In[2]: import pandas as pd
...: import numpy as np
...: pd.__version__
Out[2]: u'0.23.4'
In[3]: ts = pd.Series([np.nan, 1., 2., 3., np.nan, 4., np.nan])
In[4]: ts.pct_change(fill_method = None)
Out[4]:
0 NaN
1 NaN
2 1.0
3 0.5
4 NaN
5 NaN
6 NaN
dtype: float64
In[5]: ts.pct_change(fill_method = 'pad')
Out[5]:
0 NaN
1 NaN
2 1.000000
3 0.500000
4 0.000000
5 0.333333
6 0.000000
dtype: float64
In[6]: ts.pct_change(fill_method = 'pad').mask(ts.isnull())
Out[6]:
0 NaN
1 NaN
2 1.000000
3 0.500000
4 NaN
5 0.333333
6 NaN
dtype: float64
Hello,
After recently updating my version, I noticed a change in behavior of pct_change with missing data. This is related to https://github.com/pandas-dev/pandas/issues/19873 .
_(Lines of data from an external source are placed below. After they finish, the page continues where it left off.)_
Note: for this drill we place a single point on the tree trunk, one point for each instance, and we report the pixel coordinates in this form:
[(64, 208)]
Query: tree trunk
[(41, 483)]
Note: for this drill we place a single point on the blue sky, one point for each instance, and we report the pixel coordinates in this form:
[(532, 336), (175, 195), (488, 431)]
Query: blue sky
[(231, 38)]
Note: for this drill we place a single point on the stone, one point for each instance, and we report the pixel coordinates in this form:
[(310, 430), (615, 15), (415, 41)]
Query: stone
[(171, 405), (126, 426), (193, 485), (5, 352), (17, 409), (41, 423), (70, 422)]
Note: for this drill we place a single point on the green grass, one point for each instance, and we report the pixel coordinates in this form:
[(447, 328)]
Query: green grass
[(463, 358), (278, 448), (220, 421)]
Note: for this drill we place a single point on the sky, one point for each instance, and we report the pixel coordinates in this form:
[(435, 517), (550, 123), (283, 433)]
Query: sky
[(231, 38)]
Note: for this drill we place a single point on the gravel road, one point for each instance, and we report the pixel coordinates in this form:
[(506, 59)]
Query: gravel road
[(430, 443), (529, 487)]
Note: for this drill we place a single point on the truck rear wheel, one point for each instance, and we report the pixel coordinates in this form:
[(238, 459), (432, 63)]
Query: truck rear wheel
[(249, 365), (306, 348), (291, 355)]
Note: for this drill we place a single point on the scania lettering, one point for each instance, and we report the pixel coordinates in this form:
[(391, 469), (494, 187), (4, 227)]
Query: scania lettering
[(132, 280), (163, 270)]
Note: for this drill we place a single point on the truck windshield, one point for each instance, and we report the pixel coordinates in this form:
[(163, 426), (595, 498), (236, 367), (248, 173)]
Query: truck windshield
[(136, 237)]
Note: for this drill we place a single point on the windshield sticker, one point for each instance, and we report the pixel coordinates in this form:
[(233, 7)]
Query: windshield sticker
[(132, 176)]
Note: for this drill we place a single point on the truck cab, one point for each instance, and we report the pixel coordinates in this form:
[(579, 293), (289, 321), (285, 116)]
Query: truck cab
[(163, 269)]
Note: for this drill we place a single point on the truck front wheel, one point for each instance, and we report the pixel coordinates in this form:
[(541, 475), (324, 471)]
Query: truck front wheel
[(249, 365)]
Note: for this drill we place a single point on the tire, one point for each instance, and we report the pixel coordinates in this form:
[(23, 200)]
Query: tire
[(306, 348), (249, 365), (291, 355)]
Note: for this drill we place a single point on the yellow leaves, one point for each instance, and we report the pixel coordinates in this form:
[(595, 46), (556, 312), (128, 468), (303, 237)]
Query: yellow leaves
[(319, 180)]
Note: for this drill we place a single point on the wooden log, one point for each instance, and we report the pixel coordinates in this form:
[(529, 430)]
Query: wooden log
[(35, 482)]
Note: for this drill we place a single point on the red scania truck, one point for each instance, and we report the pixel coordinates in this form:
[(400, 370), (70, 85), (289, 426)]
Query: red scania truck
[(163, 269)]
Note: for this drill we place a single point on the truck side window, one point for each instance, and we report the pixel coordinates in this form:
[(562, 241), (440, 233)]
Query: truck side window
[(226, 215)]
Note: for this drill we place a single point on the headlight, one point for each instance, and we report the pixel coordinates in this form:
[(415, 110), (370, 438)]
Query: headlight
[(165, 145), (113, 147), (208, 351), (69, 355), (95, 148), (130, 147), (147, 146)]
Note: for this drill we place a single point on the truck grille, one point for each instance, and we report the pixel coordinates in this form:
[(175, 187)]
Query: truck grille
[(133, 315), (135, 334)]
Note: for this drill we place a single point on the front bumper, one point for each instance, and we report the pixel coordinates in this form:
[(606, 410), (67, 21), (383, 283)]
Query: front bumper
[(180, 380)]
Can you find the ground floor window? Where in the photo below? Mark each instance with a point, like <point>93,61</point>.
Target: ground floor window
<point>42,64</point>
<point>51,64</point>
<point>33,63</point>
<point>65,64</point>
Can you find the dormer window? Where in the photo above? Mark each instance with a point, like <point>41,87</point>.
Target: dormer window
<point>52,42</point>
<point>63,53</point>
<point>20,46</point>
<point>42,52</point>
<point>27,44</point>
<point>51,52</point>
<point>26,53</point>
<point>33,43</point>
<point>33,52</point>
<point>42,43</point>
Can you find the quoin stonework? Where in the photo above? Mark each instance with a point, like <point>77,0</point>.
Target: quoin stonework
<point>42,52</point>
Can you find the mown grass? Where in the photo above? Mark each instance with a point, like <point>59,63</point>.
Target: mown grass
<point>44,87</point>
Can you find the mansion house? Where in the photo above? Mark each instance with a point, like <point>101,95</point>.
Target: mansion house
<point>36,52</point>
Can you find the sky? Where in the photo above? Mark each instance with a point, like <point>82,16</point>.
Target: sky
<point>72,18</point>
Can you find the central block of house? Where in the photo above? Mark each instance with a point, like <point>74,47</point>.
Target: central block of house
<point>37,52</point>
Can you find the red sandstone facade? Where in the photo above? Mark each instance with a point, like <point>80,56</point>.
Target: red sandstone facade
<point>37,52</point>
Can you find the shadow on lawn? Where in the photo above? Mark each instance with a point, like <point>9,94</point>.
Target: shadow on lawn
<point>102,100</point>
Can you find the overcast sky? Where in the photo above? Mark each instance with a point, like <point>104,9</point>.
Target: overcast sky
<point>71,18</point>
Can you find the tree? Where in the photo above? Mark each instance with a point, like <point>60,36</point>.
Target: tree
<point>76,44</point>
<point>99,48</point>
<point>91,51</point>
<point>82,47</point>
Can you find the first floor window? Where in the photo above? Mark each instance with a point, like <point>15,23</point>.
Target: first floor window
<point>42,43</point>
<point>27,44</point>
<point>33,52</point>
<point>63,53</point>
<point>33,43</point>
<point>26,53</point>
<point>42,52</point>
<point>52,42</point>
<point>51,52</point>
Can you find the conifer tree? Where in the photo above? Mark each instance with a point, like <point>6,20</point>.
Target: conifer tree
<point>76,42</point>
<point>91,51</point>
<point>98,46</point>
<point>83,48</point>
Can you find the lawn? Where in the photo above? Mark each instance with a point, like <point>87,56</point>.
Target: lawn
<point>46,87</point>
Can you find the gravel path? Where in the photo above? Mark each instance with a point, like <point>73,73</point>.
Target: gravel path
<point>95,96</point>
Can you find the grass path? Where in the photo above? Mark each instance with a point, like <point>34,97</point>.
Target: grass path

First example without fill_method is as expected. The second example is the result now and the third is what it used to be. I think the user should be able to choose if she prefers the second or third behavior. I agree that the second example is correct, as it forward fills as expected, but if the time series is a stock price for example, returns on missing days (holidays) were not 0, which can bias some statistics.
I would suggest adding a new parameter, like skipna. I could not find any solution with existing parameters, if I missed something please let me know.
Thanks
Comment From: WillAyd
Thanks for the issue and clear example. I think skipna
could make sense as an argument here. PRs are always welcome!
Comment From: albertvillanova
@WillAyd and what should be the expected result for a DataFrame with non-aligned NaNs?
df = pd.DataFrame({'a': [np.nan, 1., 2., 3., np.nan, 4., np.nan],
'b': [np.nan, np.nan, 1., 2., 3., np.nan, 4.]})
Comment From: WillAyd
@albertvillanova not sure I understand the distinction you are trying to make; this should work against each series in a DataFrame individually
Comment From: jbrockmendel
fill_method was deprecated in 2.1, closing.